# Folding ruler ?



## Lennyzx11 (Dec 14, 2019)

Does anyone know a source for a folding ruler that has the extension slide AND is an inside reader from left to right so it’s not upside down reading for a right hander?

Having a hard time finding one like that.


Sent from my iPhone using Tapatalk


----------



## sweensdv (Mar 3, 2008)

How about this one, CRESCENT LUFKIN-X46FN | Acme Tools


----------



## Rebelwork (Jan 15, 2012)

Have you checked ebay? My uncles were all brick masons. All used folding rulers.


----------



## Lennyzx11 (Dec 14, 2019)

sweensdv said:


> How about this one, CRESCENT LUFKIN-X46FN | Acme Tools


I don’t think that one is it.

Here’s a picture so I can maybe explain better.








The tape measure and ruler read the left to right way. The silver folding ruler reads left to right but it’s on the outside. This causes the ruler not to lay flat unless unfolded all the way.

The white one (Milwaukee) is an “inside or imperial “ one. It is reading upside down but laying flat on the surface though only partially unfolded. 

None of these have the desired extension for inside box readings though the one you found does.

I know there are different ways to get the same results. But this would fit my needs on the bench or in my pocket pretty well. I figured the old timers would have had something like this.

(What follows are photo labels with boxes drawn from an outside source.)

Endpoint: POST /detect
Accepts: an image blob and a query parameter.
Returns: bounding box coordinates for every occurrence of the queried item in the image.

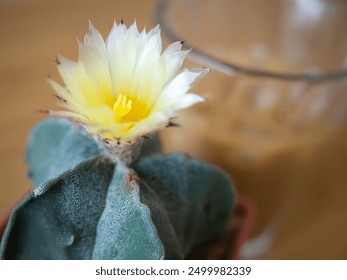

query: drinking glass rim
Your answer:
[154,0,347,83]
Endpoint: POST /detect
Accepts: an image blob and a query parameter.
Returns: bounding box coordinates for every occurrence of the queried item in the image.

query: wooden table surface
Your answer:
[0,0,347,259]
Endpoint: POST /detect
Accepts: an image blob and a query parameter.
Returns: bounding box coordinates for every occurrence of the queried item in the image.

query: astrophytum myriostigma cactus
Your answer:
[0,20,235,259]
[0,119,235,259]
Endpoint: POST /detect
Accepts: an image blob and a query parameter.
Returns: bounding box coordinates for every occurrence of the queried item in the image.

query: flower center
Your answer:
[113,94,150,123]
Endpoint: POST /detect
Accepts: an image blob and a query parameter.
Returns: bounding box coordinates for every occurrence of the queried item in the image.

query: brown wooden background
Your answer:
[0,0,347,259]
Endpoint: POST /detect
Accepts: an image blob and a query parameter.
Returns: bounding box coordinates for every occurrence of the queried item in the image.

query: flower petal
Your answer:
[174,93,205,110]
[153,68,209,111]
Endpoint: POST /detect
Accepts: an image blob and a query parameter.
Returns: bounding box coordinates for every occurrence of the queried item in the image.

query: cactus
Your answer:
[0,119,235,259]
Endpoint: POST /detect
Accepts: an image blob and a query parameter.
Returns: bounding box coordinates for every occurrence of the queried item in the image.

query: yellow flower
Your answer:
[49,22,208,147]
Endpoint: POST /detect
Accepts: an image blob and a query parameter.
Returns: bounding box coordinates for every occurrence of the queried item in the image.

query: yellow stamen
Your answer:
[113,94,132,122]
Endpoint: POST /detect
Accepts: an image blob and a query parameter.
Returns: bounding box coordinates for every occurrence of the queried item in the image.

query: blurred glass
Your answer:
[156,0,347,258]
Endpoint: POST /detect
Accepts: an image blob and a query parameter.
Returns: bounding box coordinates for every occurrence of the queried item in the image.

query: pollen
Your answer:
[113,94,133,122]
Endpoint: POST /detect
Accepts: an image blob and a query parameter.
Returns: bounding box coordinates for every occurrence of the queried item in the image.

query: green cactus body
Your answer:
[0,119,235,259]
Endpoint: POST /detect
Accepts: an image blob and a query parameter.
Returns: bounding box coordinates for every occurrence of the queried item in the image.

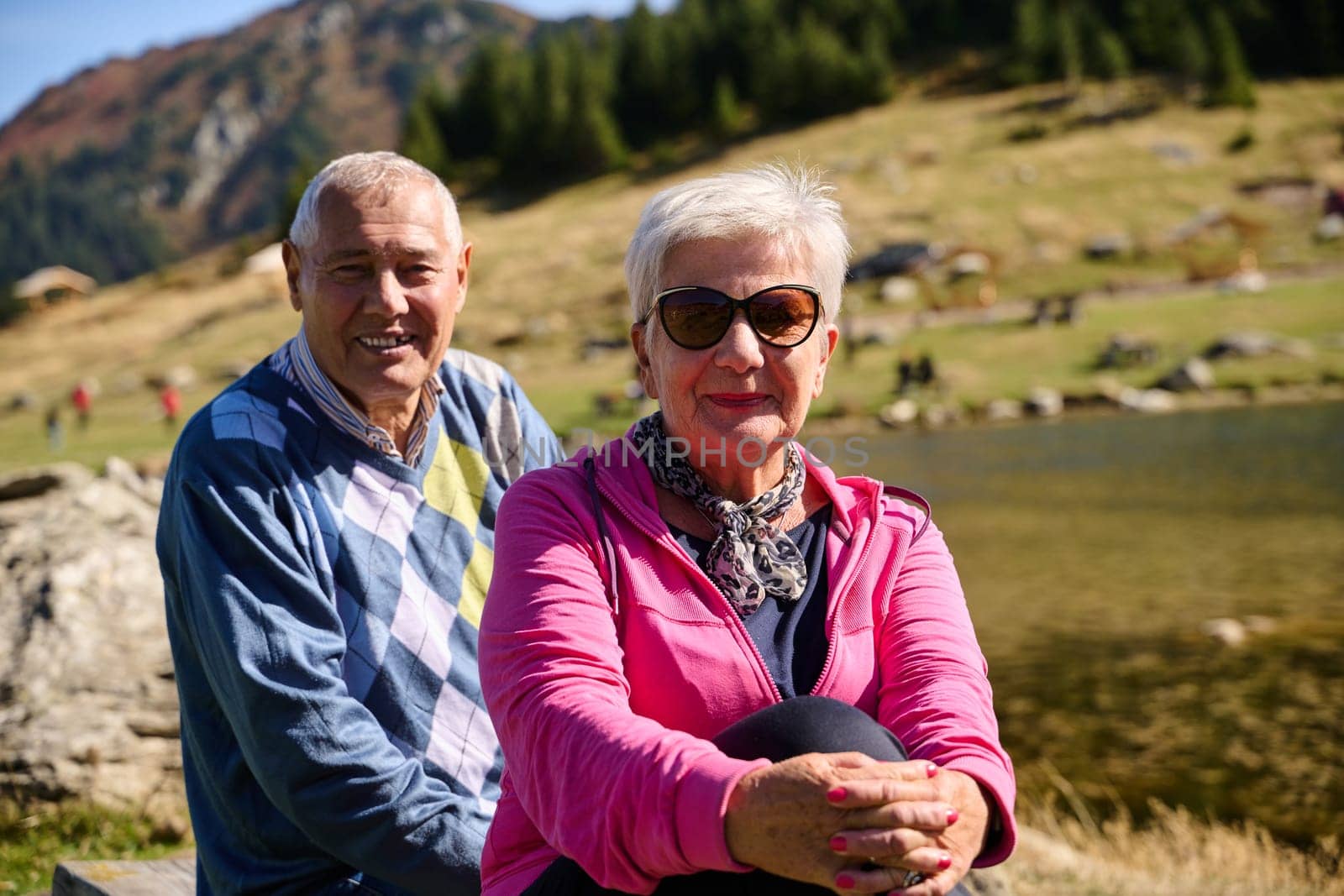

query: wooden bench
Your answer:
[51,853,197,896]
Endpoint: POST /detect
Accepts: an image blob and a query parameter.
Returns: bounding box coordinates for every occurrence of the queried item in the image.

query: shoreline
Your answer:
[804,383,1344,435]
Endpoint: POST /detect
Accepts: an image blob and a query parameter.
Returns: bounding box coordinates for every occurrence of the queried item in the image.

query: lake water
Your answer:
[837,403,1344,844]
[849,403,1344,654]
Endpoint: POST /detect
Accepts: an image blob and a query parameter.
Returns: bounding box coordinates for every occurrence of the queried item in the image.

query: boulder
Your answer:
[1199,618,1246,647]
[985,398,1023,422]
[878,277,919,305]
[1026,385,1064,417]
[1218,270,1268,293]
[0,462,183,818]
[1315,213,1344,244]
[1203,331,1315,361]
[1116,387,1180,414]
[1158,358,1216,392]
[878,398,919,427]
[1084,233,1134,260]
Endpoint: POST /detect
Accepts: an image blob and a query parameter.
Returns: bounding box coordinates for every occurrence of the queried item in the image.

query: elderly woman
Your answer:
[481,166,1015,896]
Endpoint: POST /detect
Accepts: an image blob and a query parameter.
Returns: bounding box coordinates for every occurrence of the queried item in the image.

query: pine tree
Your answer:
[401,83,449,179]
[1055,3,1084,90]
[1006,0,1053,83]
[710,76,746,139]
[616,0,670,146]
[1205,9,1255,109]
[1093,25,1131,81]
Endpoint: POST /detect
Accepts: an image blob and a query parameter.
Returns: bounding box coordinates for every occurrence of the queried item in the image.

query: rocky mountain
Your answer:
[0,0,549,280]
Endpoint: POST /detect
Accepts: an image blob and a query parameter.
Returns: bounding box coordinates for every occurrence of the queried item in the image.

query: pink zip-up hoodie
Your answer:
[480,439,1016,896]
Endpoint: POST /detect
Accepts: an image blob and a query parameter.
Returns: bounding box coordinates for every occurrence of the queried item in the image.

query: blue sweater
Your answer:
[157,351,562,893]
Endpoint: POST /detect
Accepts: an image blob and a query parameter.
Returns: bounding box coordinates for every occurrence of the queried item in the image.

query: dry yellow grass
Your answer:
[1000,789,1344,896]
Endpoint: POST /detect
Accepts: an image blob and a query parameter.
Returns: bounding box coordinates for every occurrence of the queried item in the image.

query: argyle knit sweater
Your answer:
[157,351,560,893]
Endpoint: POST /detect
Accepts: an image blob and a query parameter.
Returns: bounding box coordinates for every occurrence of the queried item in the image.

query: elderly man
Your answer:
[157,152,560,893]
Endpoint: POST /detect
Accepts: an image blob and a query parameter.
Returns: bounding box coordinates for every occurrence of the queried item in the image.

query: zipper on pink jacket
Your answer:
[593,464,785,703]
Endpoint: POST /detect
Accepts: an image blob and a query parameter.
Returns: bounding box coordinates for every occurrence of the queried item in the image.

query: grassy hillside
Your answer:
[0,81,1344,469]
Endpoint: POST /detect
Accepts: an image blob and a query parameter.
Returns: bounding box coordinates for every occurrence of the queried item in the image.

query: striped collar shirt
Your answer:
[270,327,444,466]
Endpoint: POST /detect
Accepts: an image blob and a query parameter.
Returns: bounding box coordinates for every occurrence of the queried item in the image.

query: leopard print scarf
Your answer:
[634,411,808,618]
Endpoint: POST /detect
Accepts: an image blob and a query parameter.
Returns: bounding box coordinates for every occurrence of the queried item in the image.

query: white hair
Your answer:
[625,163,849,322]
[289,150,462,251]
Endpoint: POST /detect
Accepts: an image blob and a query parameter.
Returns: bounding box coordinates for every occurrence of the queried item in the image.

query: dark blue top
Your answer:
[669,504,831,700]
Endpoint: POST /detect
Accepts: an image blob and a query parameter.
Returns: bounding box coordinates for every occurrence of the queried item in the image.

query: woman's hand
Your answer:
[724,752,951,893]
[832,763,990,896]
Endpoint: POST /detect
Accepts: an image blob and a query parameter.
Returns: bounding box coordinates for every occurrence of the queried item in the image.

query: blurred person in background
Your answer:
[157,152,559,893]
[481,166,1016,896]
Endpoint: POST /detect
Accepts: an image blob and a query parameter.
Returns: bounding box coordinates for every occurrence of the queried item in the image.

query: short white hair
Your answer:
[289,150,462,251]
[625,163,849,324]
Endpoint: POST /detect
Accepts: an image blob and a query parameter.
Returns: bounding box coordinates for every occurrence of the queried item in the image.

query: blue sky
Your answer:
[0,0,674,123]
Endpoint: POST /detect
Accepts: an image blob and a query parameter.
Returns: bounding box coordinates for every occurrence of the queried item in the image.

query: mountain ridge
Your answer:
[0,0,547,265]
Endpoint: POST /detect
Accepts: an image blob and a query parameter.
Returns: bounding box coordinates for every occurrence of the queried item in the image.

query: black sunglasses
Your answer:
[645,284,822,349]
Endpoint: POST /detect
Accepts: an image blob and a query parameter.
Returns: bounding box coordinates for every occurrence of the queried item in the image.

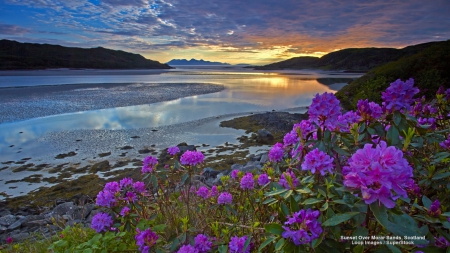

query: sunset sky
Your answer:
[0,0,450,64]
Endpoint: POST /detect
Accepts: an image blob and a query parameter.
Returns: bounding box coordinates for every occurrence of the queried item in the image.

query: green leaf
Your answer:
[264,223,284,235]
[263,198,278,206]
[275,238,284,251]
[322,212,359,227]
[431,172,450,180]
[386,125,400,146]
[281,203,291,216]
[422,195,431,209]
[258,237,277,251]
[291,196,300,213]
[303,198,323,206]
[264,189,288,197]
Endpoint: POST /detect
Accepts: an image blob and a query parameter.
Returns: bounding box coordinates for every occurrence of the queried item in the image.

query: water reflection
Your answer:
[0,68,360,161]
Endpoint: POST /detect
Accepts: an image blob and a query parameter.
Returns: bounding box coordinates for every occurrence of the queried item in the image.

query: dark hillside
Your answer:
[0,40,171,70]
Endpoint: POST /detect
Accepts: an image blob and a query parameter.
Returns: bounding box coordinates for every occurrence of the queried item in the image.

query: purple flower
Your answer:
[120,177,133,188]
[194,234,212,253]
[302,148,334,176]
[211,185,219,197]
[308,92,341,129]
[177,244,199,253]
[217,192,233,205]
[125,192,137,203]
[258,173,270,186]
[428,199,441,217]
[278,170,299,190]
[231,170,239,179]
[337,111,361,133]
[96,187,117,207]
[228,235,251,253]
[120,206,130,217]
[357,99,383,121]
[141,156,158,173]
[167,146,180,155]
[133,181,146,193]
[435,236,450,249]
[134,228,159,253]
[283,131,300,146]
[439,135,450,150]
[180,150,205,166]
[197,186,209,199]
[241,172,255,190]
[292,120,316,141]
[269,142,283,162]
[281,209,323,246]
[381,78,419,112]
[343,141,414,208]
[91,213,113,233]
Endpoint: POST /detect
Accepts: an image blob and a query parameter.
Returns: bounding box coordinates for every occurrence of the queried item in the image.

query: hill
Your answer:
[0,40,171,70]
[167,59,230,65]
[255,42,446,72]
[336,40,450,109]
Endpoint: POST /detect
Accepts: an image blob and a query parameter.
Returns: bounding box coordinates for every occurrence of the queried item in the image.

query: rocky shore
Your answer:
[0,112,306,243]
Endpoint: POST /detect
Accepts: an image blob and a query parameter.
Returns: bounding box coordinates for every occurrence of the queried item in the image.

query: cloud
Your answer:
[0,24,30,35]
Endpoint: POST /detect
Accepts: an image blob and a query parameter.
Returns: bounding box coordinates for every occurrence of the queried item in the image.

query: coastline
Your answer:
[0,83,225,124]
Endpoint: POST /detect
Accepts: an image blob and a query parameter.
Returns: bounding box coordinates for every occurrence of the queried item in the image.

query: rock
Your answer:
[11,233,30,242]
[231,163,244,171]
[256,129,274,144]
[89,160,111,173]
[0,214,17,227]
[8,220,22,231]
[0,210,11,217]
[202,167,220,180]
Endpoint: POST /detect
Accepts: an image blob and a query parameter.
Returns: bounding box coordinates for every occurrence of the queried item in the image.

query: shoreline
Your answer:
[0,82,225,125]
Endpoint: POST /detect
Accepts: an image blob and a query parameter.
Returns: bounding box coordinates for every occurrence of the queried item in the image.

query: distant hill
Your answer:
[166,59,230,65]
[255,42,446,72]
[336,40,450,109]
[0,40,171,70]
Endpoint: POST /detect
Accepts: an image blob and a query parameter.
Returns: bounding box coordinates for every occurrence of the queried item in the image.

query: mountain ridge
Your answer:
[0,39,172,70]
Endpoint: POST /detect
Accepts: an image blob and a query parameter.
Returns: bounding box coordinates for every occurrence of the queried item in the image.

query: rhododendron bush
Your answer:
[49,79,450,253]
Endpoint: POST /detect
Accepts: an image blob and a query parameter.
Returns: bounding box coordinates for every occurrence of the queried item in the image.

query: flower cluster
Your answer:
[241,172,255,190]
[180,150,205,166]
[343,141,414,208]
[357,99,383,121]
[167,146,180,156]
[439,135,450,150]
[228,235,251,253]
[91,212,113,233]
[381,78,419,112]
[302,148,334,176]
[281,209,323,246]
[278,170,299,189]
[269,142,284,162]
[308,92,341,129]
[428,199,442,217]
[217,192,233,205]
[292,120,316,141]
[258,173,270,186]
[141,156,158,173]
[134,228,159,253]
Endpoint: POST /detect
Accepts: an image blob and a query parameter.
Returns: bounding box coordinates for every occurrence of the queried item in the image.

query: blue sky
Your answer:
[0,0,450,64]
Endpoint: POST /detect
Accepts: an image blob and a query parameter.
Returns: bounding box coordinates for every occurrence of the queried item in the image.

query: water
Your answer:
[0,67,360,162]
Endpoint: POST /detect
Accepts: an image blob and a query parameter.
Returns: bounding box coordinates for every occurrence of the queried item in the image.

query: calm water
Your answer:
[0,67,360,162]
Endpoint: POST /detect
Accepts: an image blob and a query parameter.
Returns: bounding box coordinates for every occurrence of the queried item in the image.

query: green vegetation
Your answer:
[336,41,450,109]
[0,40,171,70]
[255,42,445,72]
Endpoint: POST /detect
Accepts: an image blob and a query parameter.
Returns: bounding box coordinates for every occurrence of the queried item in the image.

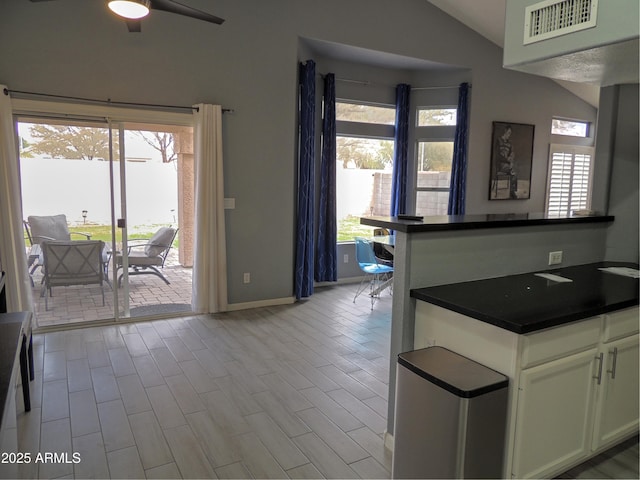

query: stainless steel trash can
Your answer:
[392,347,509,478]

Sent from my iPhone using Tapatalk


----------



## woodnthings (Jan 24, 2009)

This one from Ebay has the sliding end feature:








L257-Vintage Wood Stanley Folding Ruler 227-X Mint in Original Box | eBay


For most lots will typically us priority flat rate boxes. Google Us: Kettering Enterprises.



www.ebay.com





This is a bargain at $4.00:








Vintage Stanley 72 inch Zig Zag Foldable Ruler #227 | eBay


Find many great new & used options and get the best deals for Vintage Stanley 72 inch Zig Zag Foldable Ruler #227 at the best online prices at eBay! Free shipping for many products!



www.ebay.com





More with the sliding end:








folding ruler with sliding end for sale | eBay


Get the best deals for folding ruler with sliding end at eBay.com. We have a great online selection at the lowest prices with Fast & Free shipping on many items!



www.ebay.com


----------



## TimPa (Jan 27, 2010)

always called them a lufkin red line. unbeatable for measuring insde dimensions... frankly which is about the only time i pull it out! otherwise am hooked on Stanley tape's.

bought a plastic "general" model similar to the lufkin, and it actually isn't too bad. can't help you with the direction of the numbers, i guess i reading upside down hasn't alarmed me yet.


----------



## Jim Frye (Aug 24, 2016)

I'm not totally sure what you are looking for, but I hauled out my folding rule that doesn't get used much. Thanks for triggering me to look at it. The joints haven't been oiled in many years.


----------



## Lennyzx11 (Dec 14, 2019)

Jim Frye said:


> I'm not totally sure what you are looking for, but I hauled out my folding rule that doesn't get used much. Thanks for triggering me to look at it. The joints haven't been oiled in many years.
> View attachment 427026
> 
> View attachment 427029
> View attachment 427030


That last one! That’s it! The holy grail. 
Can I have it? Please....


Sent from my iPhone using Tapatalk


----------



## Jim Frye (Aug 24, 2016)

I'll put it my will for when I pass. Actually, the Starrett SX40F is available several places online. I think I bought mine at a woodworking show in Detroit many years ago.


----------



## Lennyzx11 (Dec 14, 2019)

Jim Frye said:


> I'll put it my will for when I pass. Actually, the Starrett SX40F is available several places online. I think I bought mine at a woodworking show in Detroit many years ago.


Yes. I was able to see the model numbers on your photo. I’m researching for one now. 
Supposedly Lufkin had one also called a X46FN but I’m not sure.


Sent from my iPhone using Tapatalk


----------



## sweensdv (Mar 3, 2008)

The Lufkin X46FN is the one I provided you a link to above. Possibly it has marking on both sides and can be flipped over to work the way you're looking for.


----------



## Saw Dust Rules (Jul 21, 2018)

My dad was a mason and carpenter. The folding rule is all he used. My memories as a kid was getting to fold it up in almost every conceivable sequence as possible. Miss them both.


----------



## kwoodhands (May 1, 2020)

Lennyzx11 said:


> That last one! That’s it! The holy grail.
> Can I have it? Please....
> 
> 
> Sent from my iPhone using Tapatalk


I still have a couple of Lufkin yellow rules with the extension. The numbers on the first stick are kind of worn but I still use these rules . Every carpenter had a rule back in the day. There were 6'-0" rules and 8'-0" rules . I had one 8'-0" rule but did not care for it as it was a PITA to get into a overall leg pocket. 
mike


----------



## ducbsa (Jul 6, 2014)

Yeah, my Dad was a carpenter in the CCC and never had a tape measure until the '60's.


----------



## Lennyzx11 (Dec 14, 2019)

sweensdv said:


> The Lufkin X46FN is the one I provided you a link to above. Possibly it has marking on both sides and can be flipped over to work the way you're looking for.


I ordered one a few minutes ago. When I first looked at the link you gave me, I only saw the x46.

I bought a Milwaukee one from Home Depot this week. It has an angle finding trick to it that is neat.

I needed to measure something this morning outside before I ordered a clamp and had a pair of carpenters pants on. Into the long pocket on the pants it went that I never knew that was what that pocket was really made for.

I admit I do get on a tangent on how carpentry and building was done before the current era though I enjoy the “gadgets” I have now.


Sent from my iPhone using Tapatalk


----------



## FrankC (Aug 24, 2012)

This is an old thread but if anyone is interested there are two kinds of folding rules, inside and outside measuring, I think you want the opposite of what you have.


----------